By now, it has become pretty well known that doula care provides plenty of benefits for mamas and babies. Women who birth with doulas on their team have lower c-section rates, use less pain medication, are less likely to need pitocin or intervention, and feel happier overall about their births.* As well and good as that may be, it’s very normal for dads to wonder, “Ok, so what about me? I’ve read the stuff I’m supposed to, and went to the classes, and I think I’m going to do a pretty good job. What am I, a third wheel?” Sometimes, dads are a little embarrassed to even ask this question – it seems that many think it at least a little bit, and yet they all wonder if they’re the first to have this thought. Really, it’s ok, I get it.
The thing is, in the last twenty years, dads have become more involved in birth than ever (as in, more than ever in the history of “ever”.) This is a great thing – mamas need the comfort, companionship, and support of the partners who love them, especially in a time that’s as vulnerable as birth can be. Our current system is still figuring out what to do with this, and while the system has come a long way, the kinks aren’t quite all worked out yet.

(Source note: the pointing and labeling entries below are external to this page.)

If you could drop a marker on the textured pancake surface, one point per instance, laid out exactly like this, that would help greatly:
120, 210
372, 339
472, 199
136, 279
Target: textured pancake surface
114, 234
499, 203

There’s a pretty huge set of expectations for partners and husbands these days. You have nine months to learn to speak fluently the language of labor support – “surges”, “waves”, visualization, counterpressure, what will help, what will hinder, what to do and when to do it. Meanwhile, you are also learning to speak fluently the language of “Hospital” – intermittent monitoring, hep lock, cord clamping, Erythromycin. You’re in a strange room, with unfamiliar equipment all around you, each piece of which beeps and dings at random intervals (Is that a “this machine is out of paper” ding, or an “emergency-come-here-now” ding?) Chances are, the birth of your own child is the first (or maybe second or third) birth you will have ever seen. There’s a lot that happens in normal birth that isn’t very normal in any other context – there’s some pretty primal moaning going on, and hot flashes, and cold sweats, swearing, and blood, and fluids, and throwing up. The doctor or midwife and nurses will be there, but they’re usually only in the room for a few minutes at a time, with hours sometimes passing in between. You might be at the hospital for a very long time, and chances are that at some point you’re going to get tired or hungry. Let’s just throw into the mix, while we’re at it, that while her instinctive brain tells her body to go into groaning-baby-having mode, your instincts might be more inclined towards “Protector mode” (another human instinct, left over from the time when this meant standing outside the cave with a big stick, ready to keep away saber-toothed tigers).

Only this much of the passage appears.